Химическая обработка его ступней и ног будет мучительной, однако он уже примет отупляющие яды медленного действия, успокоится тем, что враги посрамлены, а бессмертие приближается, и сможет плотно запеленать свои ноги и ступни. Он подумает о том, сколь многого достиг в этой жизни, вышел из пропасти и добрался до самых вершин; а как высоко воспарит он в следующей, когда имя его будет звучать вечно! Обработка консервантами его паха и туловища будет почти нестерпимо болезненной. Но он все стерпит и запеленает себя до талии. Бальзамы ледяным огнем текут по щекам, испарения в носу выжигают мозг. Капли падают на обожженные губы и язык — и глотку сводит в судороге. Его глаза туманятся и тлеют, но он не останавливается. Нет времени, вскоре яды завершат свою работу, а он должен завершить свою до отбытия.
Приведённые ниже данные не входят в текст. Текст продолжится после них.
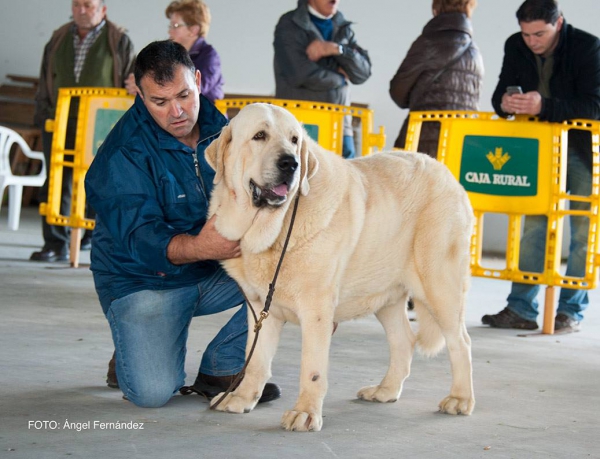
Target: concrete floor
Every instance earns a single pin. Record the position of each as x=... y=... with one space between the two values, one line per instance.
x=537 y=396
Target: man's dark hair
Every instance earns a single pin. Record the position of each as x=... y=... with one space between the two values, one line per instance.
x=159 y=60
x=539 y=10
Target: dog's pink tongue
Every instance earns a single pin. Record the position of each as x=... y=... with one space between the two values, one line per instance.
x=280 y=190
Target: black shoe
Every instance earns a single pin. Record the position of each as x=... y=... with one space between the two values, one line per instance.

Он плотно пеленает лицо и голову.
Решение последней неподатливой проблемы он разучивал в одиночестве, упражняясь вновь и вновь; решений без подвоха не бывает, но это — лучшее, что преподнесла ему Судьба: на полу лежат длинные, отмеренные куски полотна. Бальзамы жалят все немилосерднее, и он сжимает пелену в кулаке. Он ложится на пол гробницы, перекатывается с боку на бок, со всем возможным старанием наматывая пелены на руки и туловище, и заканчивает свой труд, и надеется, что оказался в самом центре камеры точно в момент отбытия.
Тьма. Смертные муки царя отступают. Его дыхание прекращается на время, которое уже не измерить. Он дрейфует в тишине. А затем он пробуждается к музыке. Первое лицо, что он видит, — лицо отца, который уже воскрес и теперь застыл над ним: кающийся, угодливый, покорный, любящий. Его нежные пальцы с любовью отверзают сыновние очи. А вот входят женщины, их миндалевидные глаза оттенены малахитовой пудрой, их медные тела облачены в прозрачные одежды. Они подходят и дарят ему нежные ласки. Они так его любят. Они распеленывают его и умащают маслом. И вот, подготовив его, они ведут ее — наконец-то! Вплывает его царица, протягивая к нему длиннопалые длани. Она здорова, бодра и предназначена одному лишь ему. Длинные столы ломятся от яств, что сошли со стен. Новоявленная, невообразимая музыка все громче, и супруга увлекает его прочь от земных страданий и одиночества. Внизу, под ним, простые люди будут каждодневно вспоминать о нем с благоговением, и повторять его имя, и медвяное дыхание их породит облака, что вознесут его прочь от сонма соперников и педантов, вознесут над бедностью и глумлением, над снобами и злодеями, охранят от врагов, сомнений и предательства. Его таинства и тайны останутся непознанными долгие тысячи лет, а потом кто-нибудь снова отыщет его, обнимет его, совьется и сольется с ним, растворится в нем, чтобы исследователь и царь обрели вечную любовь, достойную бессмертного имени, Атум-хаду и Трилипуш, Трилипуш и Атум-хаду, Трилипуш, Трилипуш, Трилипуш.